4.Risulta significativa, dunque, l’identificazione da parte della Corte di cassazione di una “osmosi di principi costituzionali”, che contribuisce a qualificare la posizione del paziente alla luce del “duplice e concorrente riferimento al principio di autodeterminazione circa il trattamento sanitario e alla libera professione della propria fede religiosa”.
L’esplicito riferimento alla libertà religiosa di cui all’art. 19 Cost. non fa che sostanziare ulteriormente, in fondo, lo stesso fondamento costituzionale del principio del consenso informato e della libertà di autodeterminazione nelle scelte terapeutiche e sanitarie.
Al riguardo, la Corte di cassazione non manca di richiamare alcuni suoi precedenti, in cui parimenti si è dato rilievo a tale profilo di collegamento fra le due sfere di libertà individuali (autodeterminazione sanitaria e libertà religiosa), che non incontrano “principi costituzionali di segno opposto i quali impongano una forma di bilanciamento” differente.

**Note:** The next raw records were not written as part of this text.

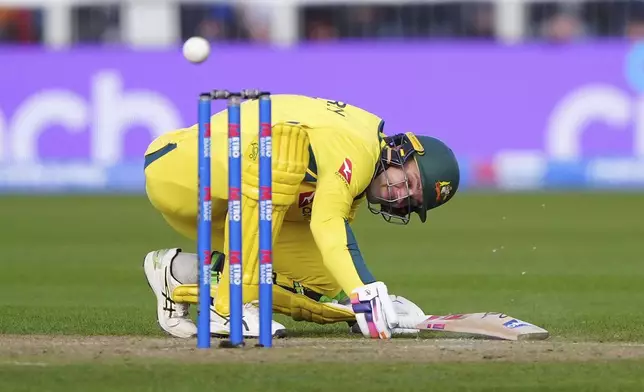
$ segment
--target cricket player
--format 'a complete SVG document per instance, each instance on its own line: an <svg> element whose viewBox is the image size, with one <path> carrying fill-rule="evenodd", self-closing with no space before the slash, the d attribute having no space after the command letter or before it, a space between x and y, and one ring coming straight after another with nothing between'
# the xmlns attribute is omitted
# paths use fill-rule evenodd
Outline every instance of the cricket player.
<svg viewBox="0 0 644 392"><path fill-rule="evenodd" d="M406 224L454 196L459 167L443 142L411 132L386 136L384 120L332 99L272 95L273 309L319 324L349 322L369 338L389 339L401 314L422 313L390 295L362 257L351 228L358 208ZM242 284L244 337L259 336L257 100L241 107ZM227 336L229 316L227 110L211 118L212 246L211 331ZM198 126L154 140L145 153L146 192L178 233L195 240L198 200ZM189 306L197 302L197 256L178 248L148 253L148 284L161 328L196 335ZM274 336L283 325L273 321Z"/></svg>

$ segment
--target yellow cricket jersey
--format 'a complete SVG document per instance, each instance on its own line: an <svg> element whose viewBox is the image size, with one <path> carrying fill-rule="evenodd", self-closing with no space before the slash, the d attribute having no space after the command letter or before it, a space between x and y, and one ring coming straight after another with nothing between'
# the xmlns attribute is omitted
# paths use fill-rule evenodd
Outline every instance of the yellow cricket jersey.
<svg viewBox="0 0 644 392"><path fill-rule="evenodd" d="M315 243L329 272L346 293L375 281L367 269L349 223L370 184L380 156L383 120L361 108L332 99L301 95L272 95L272 123L298 123L309 136L309 164L295 203L284 224L310 220ZM242 103L241 150L257 153L251 143L258 134L258 101ZM213 225L223 227L226 217L215 216L216 205L228 197L228 113L212 116ZM197 150L197 126L169 136ZM250 158L244 156L244 159ZM194 159L196 170L197 158ZM192 166L192 164L191 164ZM194 175L189 176L190 179ZM242 215L244 211L242 210ZM217 222L219 220L219 222ZM246 264L246 263L244 263Z"/></svg>

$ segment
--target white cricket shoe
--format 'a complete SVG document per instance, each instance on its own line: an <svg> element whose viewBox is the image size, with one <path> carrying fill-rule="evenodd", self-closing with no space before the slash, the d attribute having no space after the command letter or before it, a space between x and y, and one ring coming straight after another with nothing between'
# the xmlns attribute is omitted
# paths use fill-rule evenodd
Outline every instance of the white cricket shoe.
<svg viewBox="0 0 644 392"><path fill-rule="evenodd" d="M286 327L272 320L273 337L286 337ZM216 337L230 335L230 320L219 315L214 307L210 307L210 333ZM259 303L253 301L244 305L242 310L242 334L245 338L259 338Z"/></svg>
<svg viewBox="0 0 644 392"><path fill-rule="evenodd" d="M178 338L190 338L197 334L197 326L190 319L189 304L172 300L172 291L180 283L172 277L170 265L181 249L161 249L148 253L143 269L148 284L157 298L157 320L167 333Z"/></svg>

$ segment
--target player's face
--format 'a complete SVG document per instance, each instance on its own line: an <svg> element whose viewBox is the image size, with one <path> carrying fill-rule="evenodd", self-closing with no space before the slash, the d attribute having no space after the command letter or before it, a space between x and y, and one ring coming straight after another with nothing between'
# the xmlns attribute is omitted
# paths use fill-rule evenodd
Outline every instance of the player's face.
<svg viewBox="0 0 644 392"><path fill-rule="evenodd" d="M393 208L405 208L423 203L423 188L420 172L414 159L403 167L389 167L382 173L383 180L378 188L378 197Z"/></svg>

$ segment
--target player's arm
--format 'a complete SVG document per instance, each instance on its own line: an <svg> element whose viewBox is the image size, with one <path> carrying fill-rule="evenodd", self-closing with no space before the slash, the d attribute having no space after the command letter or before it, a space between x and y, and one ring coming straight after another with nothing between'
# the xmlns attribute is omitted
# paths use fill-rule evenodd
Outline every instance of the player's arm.
<svg viewBox="0 0 644 392"><path fill-rule="evenodd" d="M331 140L326 143L327 154L318 162L311 232L327 270L350 293L363 335L388 339L398 324L396 311L387 286L376 281L367 268L349 224L353 200L369 184L374 164L368 152L346 150L352 152L352 158L341 156L341 145L334 148Z"/></svg>
<svg viewBox="0 0 644 392"><path fill-rule="evenodd" d="M309 161L308 136L301 126L278 124L272 134L272 227L273 243L277 240L288 208L297 197ZM252 145L250 148L253 148ZM244 284L258 284L259 241L259 167L257 154L244 153L242 163L242 271ZM224 249L228 249L226 225ZM246 297L246 295L244 295Z"/></svg>

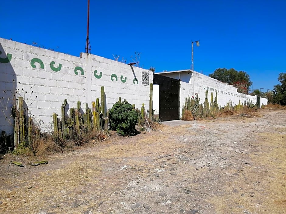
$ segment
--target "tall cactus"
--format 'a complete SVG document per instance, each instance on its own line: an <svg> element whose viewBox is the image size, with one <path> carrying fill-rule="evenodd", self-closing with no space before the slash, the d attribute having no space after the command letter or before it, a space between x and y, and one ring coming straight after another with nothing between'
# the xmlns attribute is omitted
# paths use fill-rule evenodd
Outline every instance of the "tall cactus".
<svg viewBox="0 0 286 214"><path fill-rule="evenodd" d="M142 120L144 120L144 114L145 111L145 108L144 107L144 104L143 103L142 104L142 107L141 107L141 118Z"/></svg>
<svg viewBox="0 0 286 214"><path fill-rule="evenodd" d="M32 143L32 126L33 119L30 117L28 121L28 141L29 143Z"/></svg>
<svg viewBox="0 0 286 214"><path fill-rule="evenodd" d="M105 102L104 100L104 86L101 87L101 93L100 97L101 99L101 111L102 112L102 114L103 115L103 117L104 118L106 117L106 115L105 114L105 109L106 106Z"/></svg>
<svg viewBox="0 0 286 214"><path fill-rule="evenodd" d="M96 104L93 101L92 104L92 115L93 116L93 127L100 129L101 127L100 115L102 108L99 106L99 99L96 98Z"/></svg>
<svg viewBox="0 0 286 214"><path fill-rule="evenodd" d="M80 110L80 100L78 101L78 110Z"/></svg>
<svg viewBox="0 0 286 214"><path fill-rule="evenodd" d="M210 112L210 105L208 99L208 90L206 91L206 98L205 99L204 106L204 115L207 116Z"/></svg>
<svg viewBox="0 0 286 214"><path fill-rule="evenodd" d="M153 119L153 108L152 106L153 99L153 83L150 83L150 95L149 97L149 120L152 121Z"/></svg>
<svg viewBox="0 0 286 214"><path fill-rule="evenodd" d="M65 128L65 107L67 105L68 100L65 99L64 103L61 105L61 129L63 131Z"/></svg>
<svg viewBox="0 0 286 214"><path fill-rule="evenodd" d="M75 111L75 129L78 136L80 136L80 121L81 117L80 113L78 109L76 109Z"/></svg>
<svg viewBox="0 0 286 214"><path fill-rule="evenodd" d="M53 114L54 123L54 133L57 136L58 136L59 127L58 126L58 115L55 113Z"/></svg>
<svg viewBox="0 0 286 214"><path fill-rule="evenodd" d="M23 108L23 97L19 97L19 100L20 142L22 143L24 142L25 141L25 121L24 109Z"/></svg>

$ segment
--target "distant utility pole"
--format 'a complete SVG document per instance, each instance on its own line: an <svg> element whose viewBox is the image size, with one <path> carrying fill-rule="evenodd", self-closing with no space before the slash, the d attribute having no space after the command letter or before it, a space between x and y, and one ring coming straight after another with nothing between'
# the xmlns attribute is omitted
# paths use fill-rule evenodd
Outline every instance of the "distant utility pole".
<svg viewBox="0 0 286 214"><path fill-rule="evenodd" d="M86 32L86 42L85 43L85 53L90 53L91 47L89 38L89 0L87 0L87 32Z"/></svg>
<svg viewBox="0 0 286 214"><path fill-rule="evenodd" d="M197 41L193 42L192 41L192 65L191 66L191 70L194 70L194 43L195 42L197 43L197 46L198 47L200 46L199 40Z"/></svg>

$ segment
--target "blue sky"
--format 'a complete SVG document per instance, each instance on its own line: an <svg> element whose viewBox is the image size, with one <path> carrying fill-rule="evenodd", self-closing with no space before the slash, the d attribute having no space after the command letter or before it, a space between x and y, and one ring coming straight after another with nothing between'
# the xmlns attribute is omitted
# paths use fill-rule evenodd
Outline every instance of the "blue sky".
<svg viewBox="0 0 286 214"><path fill-rule="evenodd" d="M90 0L92 53L156 72L190 68L246 72L253 88L272 89L286 72L286 1ZM87 0L2 1L0 37L78 56L85 51Z"/></svg>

Si tratta, in definitiva, della conferma dell’orientamento della giurisprudenza costituzionale e di legittimità, recepito successivamente anche dal legislatore del 2017, che nel riconoscere e dare fondamento al consenso informato quale strumento di tutela della salute si apre necessariamente all’autodeterminazione del paziente che non può che declinarsi secondo ampie, variegate ed eterogenee sfaccettature, tra le quali, certamente, può esservi anche (ma non solo) quella religiosa, riconducibile come nel caso oggetto della decisione in commento alla fede dei Testimoni di Geova.